Iranians will go to the polls on February 26 to elect members of the 290-seat parliament and the 88-seat Assembly of Experts, notes Council on Foreign Relations analyst Ray Takeyh. A parliament that will continue to be dominated by hardliners is thought to be an obstacle to President Hassan Rouhani’s reforms. Elections to the Assembly of Experts will be closely watched because the body will likely select a successor to the supreme leader, Ali Khamenei.
Yet a closer look at both institutions reveals that neither election will be as meaningful as they are often portrayed in the international press, he writes for The Atlantic:
The dichotomy often made by foreign observers of an Iranian polity divided between hardliners and reformers is an oversimplification. Rouhani has never been part of the reform faction as the term is properly understood in its Iranian context. The reform movement evolved in the early 1990s by calling for accountability and pluralism. The descendants of that movement were the participants in the Green Revolution of 2009, which was brutally repressed with Rouhani’s blessing. (He served in the Supreme National Security Council at the time.) Since the purges of 2009, Iranian politics have been reduced to a coalition of hardliners and centrists who agree far more than they disagree.
“But it is unclear whether there is an appetite for a protest vote in the forthcoming elections, in part due to the large number of candidates who have been disqualified but also because voters are not seeing the economic boost they expected in the wake of the nuclear deal,” the FT’s Monavar Khalaj reports from Tehran. “If sentiment does not change in the coming days, hardliners, whose supporters are more organized, stand a better chance of winning.”
The Qom-based clergy, once central to Iran’s Islamic revolution, has seen its influence eroded by the emergence of new power centres, notably the Revolutionary Guards [right], the dominant military, ideological and economic force, the FT adds:
The clergy’s financial independence has been affected by its increasing reliance on central government funding. The clerics are concerned that the continuation of economic woes — inflation stands at 13 per cent and youth unemployment at 25 per cent — could harm the country’s religion.
“When people have economic problems, they give fewer donations to senior clerics and ask for more financial help, while the clergy can contribute less to the poor and loses influence,” says Abolfazl Mousavian, a reform-minded cleric and professor of Islamic governance at Qom’s Mofid University. “The clergy are also concerned that economic woes are affecting people’s piety and faith in Islam.”
Weaker clergy
“The clergy has weakened over years but is still the strongest and most sophisticated institution [and is] able to prevent the country from falling into a crisis,” says Hossein Marashi, a senior reformist politician. “They [clerics] are now sitting in the shade observing developments in the light and will intervene when it rains [when Ayatollah Khamenei dies].”
The pragmatists’ inability to succeed legislatively will likely frustrate reform-minded citizens, who will voice their discontent with their representatives, namely President Rouhani, in the next election, notes Saeid Golkar, a visiting fellow for Iran policy at The Chicago Council on Global Affairs and an adjunct professor at Northwestern University.

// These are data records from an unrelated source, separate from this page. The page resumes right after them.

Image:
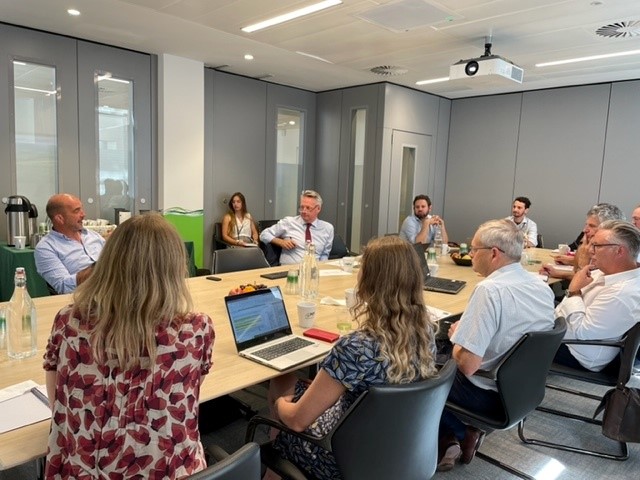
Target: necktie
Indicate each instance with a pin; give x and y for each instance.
(307, 233)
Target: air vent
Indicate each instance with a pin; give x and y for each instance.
(629, 28)
(388, 70)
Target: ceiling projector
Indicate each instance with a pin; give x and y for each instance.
(489, 66)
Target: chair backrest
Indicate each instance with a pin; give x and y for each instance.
(339, 249)
(237, 259)
(522, 373)
(243, 464)
(218, 243)
(392, 430)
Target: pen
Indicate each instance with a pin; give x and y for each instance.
(40, 396)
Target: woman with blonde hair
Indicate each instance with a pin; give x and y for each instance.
(125, 361)
(238, 228)
(393, 344)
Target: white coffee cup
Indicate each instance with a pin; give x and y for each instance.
(350, 297)
(21, 242)
(306, 314)
(347, 264)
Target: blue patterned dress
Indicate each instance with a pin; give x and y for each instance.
(354, 361)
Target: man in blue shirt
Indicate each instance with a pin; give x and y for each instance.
(292, 233)
(421, 226)
(65, 257)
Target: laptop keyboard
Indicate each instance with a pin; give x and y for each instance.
(283, 348)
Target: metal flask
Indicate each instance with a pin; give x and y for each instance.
(17, 218)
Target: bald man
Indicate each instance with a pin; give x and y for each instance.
(65, 257)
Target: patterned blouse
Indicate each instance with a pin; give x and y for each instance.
(139, 423)
(355, 362)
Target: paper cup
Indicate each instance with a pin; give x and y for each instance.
(350, 297)
(306, 314)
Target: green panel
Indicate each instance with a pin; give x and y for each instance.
(190, 226)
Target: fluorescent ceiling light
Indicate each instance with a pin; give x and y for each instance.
(433, 80)
(315, 57)
(291, 15)
(586, 59)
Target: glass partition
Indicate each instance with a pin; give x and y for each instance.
(289, 161)
(36, 135)
(115, 144)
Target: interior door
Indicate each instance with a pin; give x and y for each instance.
(412, 173)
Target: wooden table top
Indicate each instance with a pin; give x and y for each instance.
(229, 372)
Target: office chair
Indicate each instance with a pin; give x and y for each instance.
(520, 377)
(628, 345)
(390, 431)
(339, 249)
(237, 259)
(243, 464)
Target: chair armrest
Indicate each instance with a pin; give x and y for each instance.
(256, 420)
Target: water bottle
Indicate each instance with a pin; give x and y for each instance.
(21, 320)
(309, 273)
(437, 240)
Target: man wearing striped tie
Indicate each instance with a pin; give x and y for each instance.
(292, 233)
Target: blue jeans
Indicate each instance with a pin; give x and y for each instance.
(471, 397)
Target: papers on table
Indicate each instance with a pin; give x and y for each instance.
(23, 404)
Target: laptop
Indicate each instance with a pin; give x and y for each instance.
(262, 331)
(436, 284)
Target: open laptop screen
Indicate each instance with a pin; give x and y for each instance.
(258, 315)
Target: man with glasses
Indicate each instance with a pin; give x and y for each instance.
(421, 226)
(603, 298)
(508, 303)
(292, 233)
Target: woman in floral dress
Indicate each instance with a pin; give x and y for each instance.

This is the process that allowed Mahmoud Ahmadinejad, a hardline loyalist to the Islamic Revolution and the Supreme Leader, to succeed President Khatami in 2005, and it will all but assure that the hardliner policies will remain unchanged, he writes for the National Interest:
As it stands, the true nature of the Iranian government, in relation to both the international community and its internal affairs, is unlikely to change anytime soon. The hardliner regime’s propensity for normalization with select members of the international community is meaningless without sincere normalization with the United States and the West, and elections will continue to be manipulated in favor of hardliners at the expense of pragmatists and reformists. Neither normalization nor democratization in Iran are likely to occur soon, and those suggesting otherwise are victims of wishful thinking.
Despite the challenges, reformists and moderates are determined to keep their voice alive, the FT adds.
“Disqualifications have definitely had a negative impact [by discouraging voters] . . . but [reformist] political forces are making up for it through newspapers and social networks such as Telegram,” said Behrouz Haghpanah, an Isfahan-based reform-oriented activist.
As Iran enters its first election cycle since the advent of the nuclear deal, what is striking is how little either the Assembly of Experts or the parliament will affect national affairs, notes the CFR’s Takeyh:
A conservative parliament will prove cantankerous, but, under the steady hand of Larijani, a largely compliant body. And the Assembly of Experts’ mostly octogenarian clerics will meet occasionally to play a mostly ceremonial role. The Islamic Republic’s most crucial political maneuvers will continue to be managed by a cast of few—including Khamenei, Larijani, and Rouhani—as opposed to the elected institutions of government.